Which is approximately 20867*8=166936 KB => ~163MB.
This is the size of the buffers that has been used after 950_000 offset using
offset.
Meanwhile the id approach used 4 shared hit block and 0 shared read block with
same offset number. That is just 4*8=32 KB buffer usage.
| Offset | Avg Shared Hit Blocks | Avg Shared Read Blocks | Cache Hit Ratio |
|---|---|---|---|
| 0 | 1.0 | 0.0 | 1.0 |
| 50_000 | 755.745 | 343.666 | 0.687 |
| 100_000 | 1590.843 | 606.098 | 0.724 |
| 150_000 | 2407.411 | 888.333 | 0.730 |
| 200_000 | 3228.588 | 1164.686 | 0.734 |
| 250_000 | 4051.235 | 1440.647 | 0.737 |
| 300_000 | 4848.568 | 1740.980 | 0.735 |
| 350_000 | 5664.254 | 2024.078 | 0.736 |
| 400_000 | 6486.313 | 2299.568 | 0.738 |
| 450_000 | 7285.941 | 2598.666 | 0.737 |
| 500_000 | 8135.549 | 2847.705 | 0.740 |
| 550_000 | 8926.647 | 3154.196 | 0.738 |
| 600_000 | 9727.941 | 3450.490 | 0.738 |
| 650_000 | 10548.784 | 3728.313 | 0.738 |
| 700_000 | 11350.215 | 4025.705 | 0.738 |
| 750_000 | 12192.235 | 4281.254 | 0.740 |
| 800_000 | 12978.039 | 4594.058 | 0.738 |
| 850_000 | 13805.313 | 4864.333 | 0.739 |
| 900_000 | 14618.647 | 5149.921 | 0.739 |
| 950_000 | 15425.039 | 5442.137 | 0.739 |



Final words
What about UUID index or other column types?
Sometimes we use UUID as primary key. We can use UUID which is based on time
like version 7.
This gives some randomness meanwhile it depends from the actual time so it can
be in order, and can also be used with the > comparison operator on similar
way like an integer index.
In case of datetime column, if indexed, it also can be used for fast pagination.
There is no free cookie
Of course it cannot be applied for every kind of query problem.

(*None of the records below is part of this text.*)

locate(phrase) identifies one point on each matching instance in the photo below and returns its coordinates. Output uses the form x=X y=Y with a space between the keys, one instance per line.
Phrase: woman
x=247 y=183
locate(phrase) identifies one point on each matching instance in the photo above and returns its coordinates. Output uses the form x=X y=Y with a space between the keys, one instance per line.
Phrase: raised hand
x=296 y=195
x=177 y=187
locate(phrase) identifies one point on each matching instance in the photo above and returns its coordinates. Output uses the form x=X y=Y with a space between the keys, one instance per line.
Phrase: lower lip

In this case I just tested it for a simple table without any join or heavier input. I just wanted to represent myself some numbers behind it, so I can see and feel the importance of indexes.
👍 My thumbs up rule that I have already learnt: always make some test query and analysis with some test data and optimize for those actions that will be rather more typically executed. For example, with more complex tables and additional indexes maybe read still fine, but every index has an amount of penalty for writing. There is always a path where we can improve ourselves and our programs.